In Europe, where policymakers are already reviewing broader nicotine regulation under ongoing discussions surrounding the Tobacco Products Directive (TPD), the findings may further highlight the growing gap between traditional tobacco-based definitions and the expanding range of nicotine-containing products entering the market.

Regulatory specialists say future oversight may increasingly focus not only on nicotine source, but also on manufacturing methods, impurity profiles and overall product risk characteristics.

For now, researchers and industry observers alike stress that the study remains early-stage scientific research rather than a near-term commercial production roadmap.

From Tobacco Extraction to Engineered Nicotine Production Systems

The study was led by Dapeng Li at the Chinese Academy of Sciences’ Center for Excellence in Molecular Plant Sciences in Shanghai, a research center focused on plant metabolism, chemical ecology and synthetic biology.

Li previously trained at the Max Planck Institute for Chemical Ecology in Germany and has focused much of his research on how plants produce and spatially organize defensive chemical compounds.
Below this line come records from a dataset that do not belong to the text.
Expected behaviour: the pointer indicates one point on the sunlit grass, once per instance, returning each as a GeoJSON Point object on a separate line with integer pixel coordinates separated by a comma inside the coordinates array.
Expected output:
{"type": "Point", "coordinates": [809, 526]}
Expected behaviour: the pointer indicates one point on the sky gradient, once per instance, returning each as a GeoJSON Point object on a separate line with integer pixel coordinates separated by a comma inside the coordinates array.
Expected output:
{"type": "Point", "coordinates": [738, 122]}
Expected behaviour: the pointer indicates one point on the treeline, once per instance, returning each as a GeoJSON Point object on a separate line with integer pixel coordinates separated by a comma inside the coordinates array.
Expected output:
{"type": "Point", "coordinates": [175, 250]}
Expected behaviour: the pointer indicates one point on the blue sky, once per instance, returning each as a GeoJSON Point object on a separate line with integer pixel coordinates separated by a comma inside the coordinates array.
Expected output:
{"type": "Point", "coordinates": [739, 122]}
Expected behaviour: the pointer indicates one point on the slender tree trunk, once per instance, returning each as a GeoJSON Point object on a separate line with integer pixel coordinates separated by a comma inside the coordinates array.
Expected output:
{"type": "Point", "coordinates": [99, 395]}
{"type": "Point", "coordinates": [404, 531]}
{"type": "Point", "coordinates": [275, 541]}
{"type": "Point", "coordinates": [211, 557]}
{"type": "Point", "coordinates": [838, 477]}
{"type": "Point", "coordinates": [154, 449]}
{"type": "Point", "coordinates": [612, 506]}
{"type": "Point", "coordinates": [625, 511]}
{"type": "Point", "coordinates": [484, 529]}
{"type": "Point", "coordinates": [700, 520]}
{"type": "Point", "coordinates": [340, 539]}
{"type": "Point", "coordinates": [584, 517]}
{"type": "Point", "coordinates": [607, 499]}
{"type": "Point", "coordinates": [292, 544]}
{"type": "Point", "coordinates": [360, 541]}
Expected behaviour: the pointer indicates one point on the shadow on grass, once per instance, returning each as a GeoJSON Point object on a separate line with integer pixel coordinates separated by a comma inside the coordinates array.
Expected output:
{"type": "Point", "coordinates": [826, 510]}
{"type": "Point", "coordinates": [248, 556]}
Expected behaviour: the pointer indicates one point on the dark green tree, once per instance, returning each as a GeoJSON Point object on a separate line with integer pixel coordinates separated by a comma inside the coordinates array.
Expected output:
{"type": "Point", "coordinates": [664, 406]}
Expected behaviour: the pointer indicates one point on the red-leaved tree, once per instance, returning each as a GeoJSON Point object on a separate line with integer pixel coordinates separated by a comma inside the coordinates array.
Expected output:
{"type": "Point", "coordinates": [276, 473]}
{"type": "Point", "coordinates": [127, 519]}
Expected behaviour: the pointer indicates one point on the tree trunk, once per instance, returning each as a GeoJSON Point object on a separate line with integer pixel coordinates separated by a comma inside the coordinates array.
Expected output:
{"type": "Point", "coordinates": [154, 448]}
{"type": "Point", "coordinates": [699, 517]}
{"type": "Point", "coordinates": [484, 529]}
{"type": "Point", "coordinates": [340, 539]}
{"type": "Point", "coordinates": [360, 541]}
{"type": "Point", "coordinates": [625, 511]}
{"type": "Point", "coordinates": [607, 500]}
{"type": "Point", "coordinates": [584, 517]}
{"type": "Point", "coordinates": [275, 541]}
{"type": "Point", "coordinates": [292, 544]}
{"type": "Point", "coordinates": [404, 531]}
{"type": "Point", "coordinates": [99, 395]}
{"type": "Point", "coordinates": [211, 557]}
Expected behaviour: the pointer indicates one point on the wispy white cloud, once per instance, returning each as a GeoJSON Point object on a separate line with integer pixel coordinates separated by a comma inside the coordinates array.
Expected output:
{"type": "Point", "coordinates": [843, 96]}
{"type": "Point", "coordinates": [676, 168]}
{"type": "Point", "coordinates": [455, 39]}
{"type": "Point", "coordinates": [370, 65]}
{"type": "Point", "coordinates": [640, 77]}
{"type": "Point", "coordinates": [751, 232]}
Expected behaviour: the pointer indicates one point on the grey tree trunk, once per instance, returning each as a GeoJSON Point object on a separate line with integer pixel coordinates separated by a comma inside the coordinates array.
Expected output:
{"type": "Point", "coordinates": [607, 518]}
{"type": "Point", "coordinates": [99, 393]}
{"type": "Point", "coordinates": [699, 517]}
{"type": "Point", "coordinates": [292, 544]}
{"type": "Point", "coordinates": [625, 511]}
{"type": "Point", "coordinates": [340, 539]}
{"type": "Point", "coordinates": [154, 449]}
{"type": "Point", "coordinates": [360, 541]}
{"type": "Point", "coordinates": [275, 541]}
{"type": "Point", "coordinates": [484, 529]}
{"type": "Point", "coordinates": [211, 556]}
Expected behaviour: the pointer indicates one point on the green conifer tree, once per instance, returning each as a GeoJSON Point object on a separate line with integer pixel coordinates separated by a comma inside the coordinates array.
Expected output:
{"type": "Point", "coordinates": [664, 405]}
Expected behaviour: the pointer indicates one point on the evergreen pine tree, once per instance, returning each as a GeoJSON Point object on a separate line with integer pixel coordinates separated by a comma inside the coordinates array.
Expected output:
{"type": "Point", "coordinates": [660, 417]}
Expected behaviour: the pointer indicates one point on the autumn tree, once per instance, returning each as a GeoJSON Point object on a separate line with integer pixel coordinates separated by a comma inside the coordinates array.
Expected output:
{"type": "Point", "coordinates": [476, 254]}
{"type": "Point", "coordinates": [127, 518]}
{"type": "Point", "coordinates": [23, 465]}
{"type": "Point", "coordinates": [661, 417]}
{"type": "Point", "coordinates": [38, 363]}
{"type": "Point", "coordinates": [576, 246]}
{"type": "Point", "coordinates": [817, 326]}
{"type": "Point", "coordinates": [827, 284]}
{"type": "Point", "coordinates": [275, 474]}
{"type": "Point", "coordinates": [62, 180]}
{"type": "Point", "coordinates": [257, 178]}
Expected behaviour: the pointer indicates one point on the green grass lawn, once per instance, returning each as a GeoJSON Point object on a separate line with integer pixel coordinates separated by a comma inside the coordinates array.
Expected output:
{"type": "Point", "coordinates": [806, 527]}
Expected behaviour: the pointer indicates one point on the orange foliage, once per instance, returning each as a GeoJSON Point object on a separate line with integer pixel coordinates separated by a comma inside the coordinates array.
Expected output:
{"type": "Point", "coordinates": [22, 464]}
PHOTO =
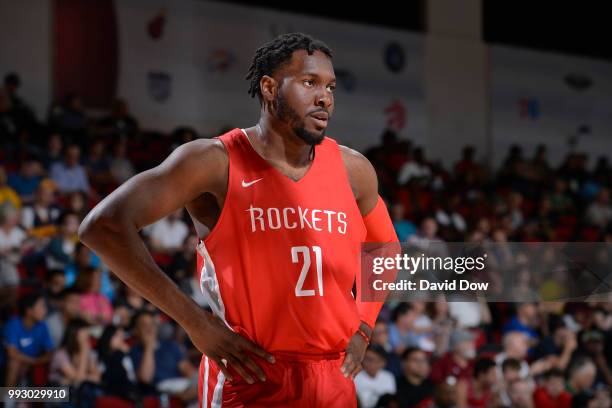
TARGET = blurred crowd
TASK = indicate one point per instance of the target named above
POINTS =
(66, 320)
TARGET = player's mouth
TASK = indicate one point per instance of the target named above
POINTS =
(320, 118)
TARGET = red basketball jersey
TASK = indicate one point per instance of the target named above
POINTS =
(279, 265)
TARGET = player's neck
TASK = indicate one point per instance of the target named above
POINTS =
(277, 143)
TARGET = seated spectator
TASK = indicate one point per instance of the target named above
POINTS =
(581, 376)
(118, 373)
(84, 258)
(414, 386)
(477, 392)
(69, 308)
(54, 284)
(510, 372)
(374, 381)
(97, 164)
(27, 339)
(69, 175)
(561, 343)
(95, 307)
(515, 346)
(40, 217)
(128, 304)
(380, 337)
(403, 228)
(121, 167)
(12, 239)
(159, 364)
(53, 153)
(120, 122)
(401, 334)
(520, 393)
(417, 168)
(552, 394)
(599, 213)
(61, 248)
(525, 321)
(168, 234)
(470, 314)
(445, 394)
(7, 194)
(69, 118)
(74, 364)
(26, 181)
(459, 361)
(593, 346)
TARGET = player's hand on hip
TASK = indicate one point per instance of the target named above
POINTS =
(355, 351)
(212, 337)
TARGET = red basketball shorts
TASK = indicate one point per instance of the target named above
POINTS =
(290, 382)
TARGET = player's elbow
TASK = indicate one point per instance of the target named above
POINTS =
(96, 228)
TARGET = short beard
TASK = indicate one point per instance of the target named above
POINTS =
(286, 114)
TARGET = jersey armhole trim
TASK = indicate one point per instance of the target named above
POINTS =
(225, 209)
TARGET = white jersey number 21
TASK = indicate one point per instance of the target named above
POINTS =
(305, 251)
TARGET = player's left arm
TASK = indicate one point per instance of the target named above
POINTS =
(379, 227)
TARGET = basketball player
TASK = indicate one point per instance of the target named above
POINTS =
(281, 210)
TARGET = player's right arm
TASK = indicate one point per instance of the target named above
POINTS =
(111, 231)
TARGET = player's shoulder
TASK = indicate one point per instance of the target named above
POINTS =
(355, 162)
(202, 152)
(361, 173)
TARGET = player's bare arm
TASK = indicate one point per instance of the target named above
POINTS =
(111, 230)
(364, 184)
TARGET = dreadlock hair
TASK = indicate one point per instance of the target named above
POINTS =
(277, 52)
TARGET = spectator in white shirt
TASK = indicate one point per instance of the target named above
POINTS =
(374, 381)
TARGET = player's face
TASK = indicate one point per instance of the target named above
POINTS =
(305, 99)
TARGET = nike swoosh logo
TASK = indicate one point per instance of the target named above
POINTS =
(250, 183)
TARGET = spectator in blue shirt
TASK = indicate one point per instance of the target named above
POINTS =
(158, 360)
(26, 181)
(69, 175)
(27, 339)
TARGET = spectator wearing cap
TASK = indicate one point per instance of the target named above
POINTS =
(413, 385)
(27, 339)
(459, 361)
(477, 392)
(69, 174)
(551, 393)
(374, 381)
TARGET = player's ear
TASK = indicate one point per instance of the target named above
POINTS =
(268, 86)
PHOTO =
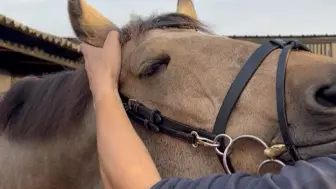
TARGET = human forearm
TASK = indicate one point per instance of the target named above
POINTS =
(123, 155)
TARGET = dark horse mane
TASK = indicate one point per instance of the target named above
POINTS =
(40, 108)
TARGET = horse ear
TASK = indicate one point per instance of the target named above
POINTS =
(88, 24)
(186, 7)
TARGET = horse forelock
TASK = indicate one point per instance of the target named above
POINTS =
(40, 108)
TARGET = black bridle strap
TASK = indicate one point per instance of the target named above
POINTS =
(152, 120)
(281, 98)
(240, 82)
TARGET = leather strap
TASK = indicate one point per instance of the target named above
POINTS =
(281, 98)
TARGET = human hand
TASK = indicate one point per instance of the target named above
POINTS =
(103, 65)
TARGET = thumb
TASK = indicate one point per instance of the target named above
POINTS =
(83, 48)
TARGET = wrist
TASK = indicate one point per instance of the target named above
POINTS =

The paper’s co-authors also include Ian T. Baldwin, a prominent plant biologist widely recognized for his work on plant-insect interactions and nicotine-related defense mechanisms in wild tobacco species.

The findings extend beyond nicotine itself and may help scientists better understand how plants assemble structurally complex natural products through coordinated metabolic systems.

While the work remains far from altering global nicotine supply chains, it signals a broader technological direction increasingly emerging across biotechnology and nicotine science: the gradual shift from extraction-based systems toward more engineerable biological production platforms.

For the broader nicotine and reduced-risk product sectors, the study may matter less because it changes current production methods than because it suggests future nicotine production systems could become progressively less dependent on traditional tobacco-based supply chains.

 (Cover Image:AI-generated conceptual illustration of emerging nicotine biosynthesis systems and non-tobacco production pathways.